# DNA‐Guided Robust Single‐Protein Electronic Readout

**Authors:** Ziyi Ju, Zhaoxiang Deng, Yueqi Li, Jinghong Li

PMC · DOI: 10.1002/advs.202516711 · Advanced Science · 2025-12-17

## TL;DR

A DNA-based method improves the accuracy of measuring electrical properties of single proteins by controlling their orientation.

## Contribution

A DNA origami platform enables reproducible single-protein electronic measurements with controlled orientation.

## Key findings

- Bivalently anchored thrombin shows reduced conductance variability compared to randomly adsorbed proteins.
- The platform detects subtle conductance changes in thrombin upon binding with Na+ or an inhibitor.
- The method is generalizable and works with proteins like streptavidin in complex mixtures.

## Abstract

Electronic transport properties of single proteins offer powerful insights into their structure and dynamics. However, the orientation variability of electrode‐attached protein molecules poses a big difficulty in achieving precise electric measurements and reliable data interpretation. Here, a DNA origami‐based method that promotes preferred orientations of target proteins is reported, enabling more reproducible single‐molecule electrical characterization.
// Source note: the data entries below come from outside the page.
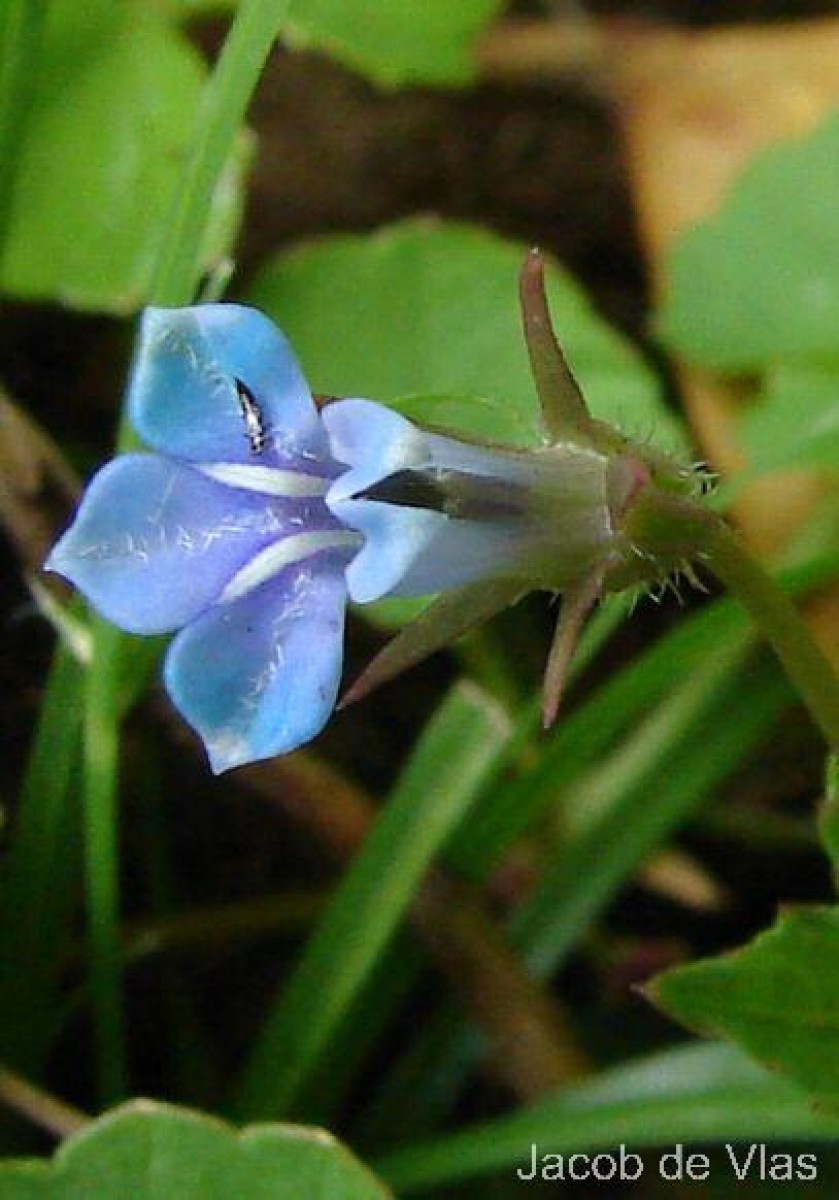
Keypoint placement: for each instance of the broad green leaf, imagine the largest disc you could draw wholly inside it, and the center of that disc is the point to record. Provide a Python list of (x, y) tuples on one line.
[(149, 1151), (778, 999), (394, 42), (430, 310), (796, 421), (689, 1095), (105, 147), (759, 282)]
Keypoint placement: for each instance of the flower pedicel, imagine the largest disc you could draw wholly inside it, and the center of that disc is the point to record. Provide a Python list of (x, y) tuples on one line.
[(255, 517)]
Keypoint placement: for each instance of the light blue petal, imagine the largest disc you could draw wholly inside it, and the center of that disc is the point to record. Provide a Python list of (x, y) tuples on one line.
[(154, 541), (395, 538), (184, 399), (259, 676), (373, 442), (411, 551)]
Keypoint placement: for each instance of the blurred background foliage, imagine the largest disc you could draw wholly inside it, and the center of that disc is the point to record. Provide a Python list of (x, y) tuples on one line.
[(425, 933)]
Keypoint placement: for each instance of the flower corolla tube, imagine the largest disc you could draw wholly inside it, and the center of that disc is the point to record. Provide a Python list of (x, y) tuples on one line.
[(255, 516)]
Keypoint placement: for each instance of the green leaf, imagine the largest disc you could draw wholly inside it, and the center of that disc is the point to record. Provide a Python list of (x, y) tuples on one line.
[(106, 142), (461, 747), (829, 814), (151, 1151), (760, 281), (689, 1095), (777, 997), (796, 421), (394, 42), (430, 311)]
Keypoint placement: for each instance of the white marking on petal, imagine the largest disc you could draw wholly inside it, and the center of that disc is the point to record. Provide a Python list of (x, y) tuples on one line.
[(268, 480), (270, 561)]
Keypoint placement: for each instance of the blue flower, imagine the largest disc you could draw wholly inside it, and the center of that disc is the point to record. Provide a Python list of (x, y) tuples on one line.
[(481, 525), (222, 533)]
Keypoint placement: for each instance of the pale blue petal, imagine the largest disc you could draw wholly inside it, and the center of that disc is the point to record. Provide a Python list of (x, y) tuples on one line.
[(373, 442), (154, 541), (184, 399), (259, 676)]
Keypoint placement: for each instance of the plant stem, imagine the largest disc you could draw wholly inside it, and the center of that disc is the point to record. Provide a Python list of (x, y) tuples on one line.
[(21, 34), (678, 528), (174, 280), (220, 118)]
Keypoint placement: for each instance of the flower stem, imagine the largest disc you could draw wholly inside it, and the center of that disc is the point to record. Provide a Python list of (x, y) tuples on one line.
[(220, 118), (174, 280), (678, 528)]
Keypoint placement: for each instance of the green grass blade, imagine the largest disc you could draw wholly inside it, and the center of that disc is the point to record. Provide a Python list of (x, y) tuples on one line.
[(439, 783), (643, 791), (700, 1093)]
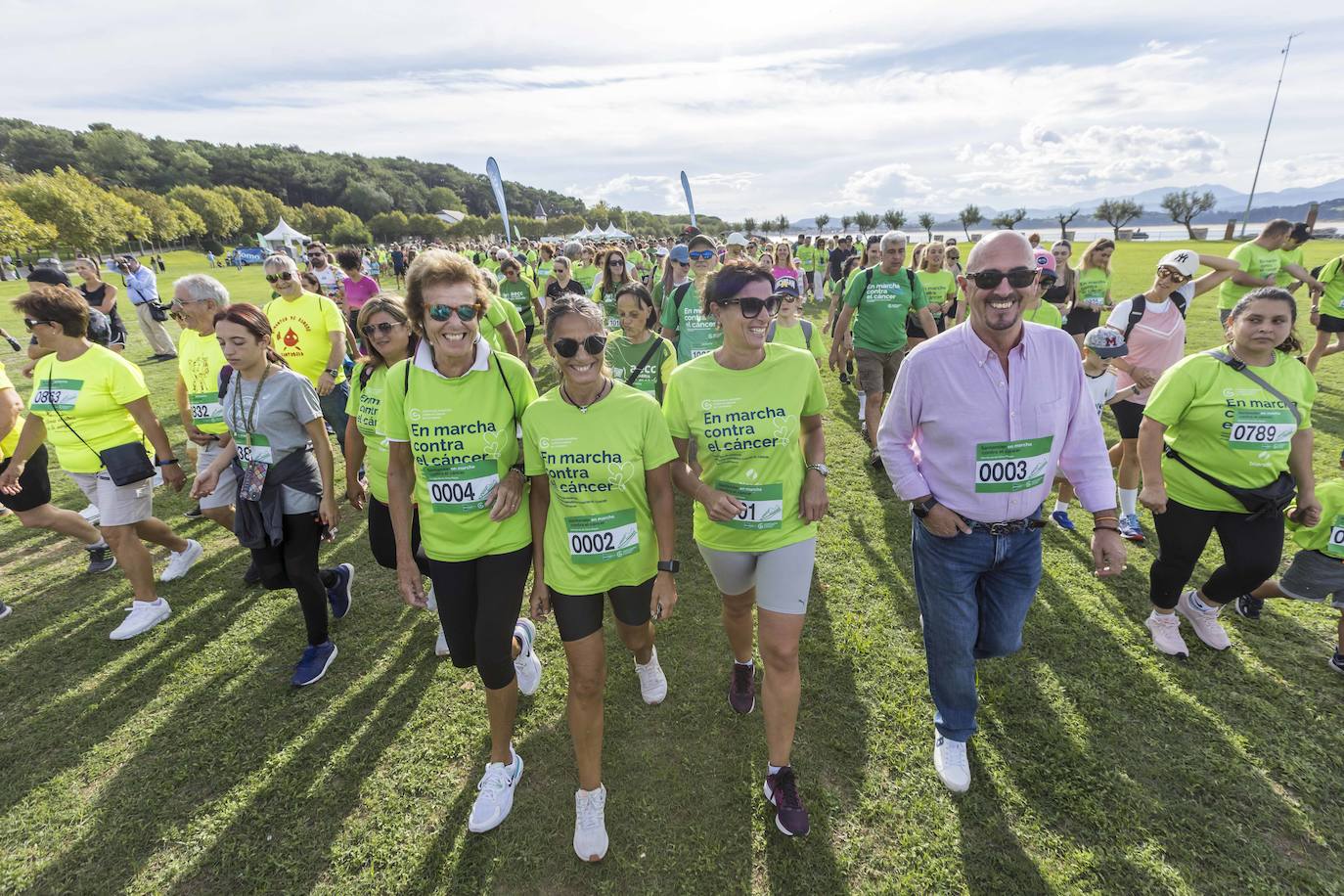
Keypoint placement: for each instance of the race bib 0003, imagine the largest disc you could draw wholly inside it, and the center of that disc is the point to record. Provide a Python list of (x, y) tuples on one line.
[(1012, 467)]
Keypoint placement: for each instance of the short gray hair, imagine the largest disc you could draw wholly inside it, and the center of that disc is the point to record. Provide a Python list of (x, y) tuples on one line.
[(893, 237), (202, 288)]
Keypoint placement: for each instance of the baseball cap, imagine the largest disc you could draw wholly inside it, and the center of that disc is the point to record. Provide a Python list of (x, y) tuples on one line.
[(1183, 261), (1105, 341)]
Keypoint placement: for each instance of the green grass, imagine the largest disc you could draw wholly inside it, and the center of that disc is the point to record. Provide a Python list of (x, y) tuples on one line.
[(182, 762)]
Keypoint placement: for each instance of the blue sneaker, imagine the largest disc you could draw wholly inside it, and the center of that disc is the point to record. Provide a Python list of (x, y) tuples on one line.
[(313, 664), (1062, 520), (338, 594)]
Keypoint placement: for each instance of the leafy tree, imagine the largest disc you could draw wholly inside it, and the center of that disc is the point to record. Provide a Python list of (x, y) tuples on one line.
[(969, 216), (1186, 205), (1064, 219), (1117, 212)]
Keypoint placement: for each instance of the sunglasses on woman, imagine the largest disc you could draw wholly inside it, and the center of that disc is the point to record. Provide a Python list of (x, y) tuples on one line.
[(594, 345), (1017, 278), (444, 312), (751, 306)]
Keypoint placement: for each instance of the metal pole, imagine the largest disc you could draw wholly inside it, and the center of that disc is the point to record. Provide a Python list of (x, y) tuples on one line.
[(1268, 125)]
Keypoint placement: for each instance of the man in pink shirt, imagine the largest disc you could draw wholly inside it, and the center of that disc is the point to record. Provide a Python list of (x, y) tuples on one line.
[(980, 421)]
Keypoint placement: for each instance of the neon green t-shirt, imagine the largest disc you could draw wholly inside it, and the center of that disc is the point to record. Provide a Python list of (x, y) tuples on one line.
[(520, 294), (200, 362), (1045, 313), (1093, 285), (1228, 426), (363, 407), (746, 427), (90, 392), (463, 432), (600, 528), (696, 334), (622, 356), (301, 332), (1256, 261), (879, 323), (11, 439), (1326, 535), (797, 337)]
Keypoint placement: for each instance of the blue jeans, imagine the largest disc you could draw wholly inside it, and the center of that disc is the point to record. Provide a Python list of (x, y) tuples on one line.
[(974, 591), (334, 410)]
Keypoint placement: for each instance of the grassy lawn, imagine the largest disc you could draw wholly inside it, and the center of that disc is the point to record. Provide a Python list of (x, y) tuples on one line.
[(183, 762)]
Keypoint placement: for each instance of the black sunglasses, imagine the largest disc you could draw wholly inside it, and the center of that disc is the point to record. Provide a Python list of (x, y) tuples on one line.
[(1017, 278), (594, 345), (751, 306)]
With two orthogonal DNA aptamers installed inside a DNA origami nanocavity, a thrombin protein can be captured with a prescribed orientation between a gold substrate and a conductive AFM tip. Matrix‐patterned I–V measurements reveal that bivalently anchored thrombin molecules exhibit significantly reduced conductance variability compared to randomly adsorbed ones. This critical progress then enables the detection of a subtle conductance change of thrombin upon binding with Na+ or an inhibitor molecule. The generalizability of this approach is showcased by further applying it to a streptavidin protein. Moreover, the platform allows for the selective recruitment and electrical readout of proteins from a mixed sample, demonstrating the feasibility of single‐entity measurements within a complex molecular environment. This work provides a versatile platform for protein‐electrode interfacing with deterministic molecular orientation control, highlighting the potential of DNA nanotechnology in single‐protein electronic measurements.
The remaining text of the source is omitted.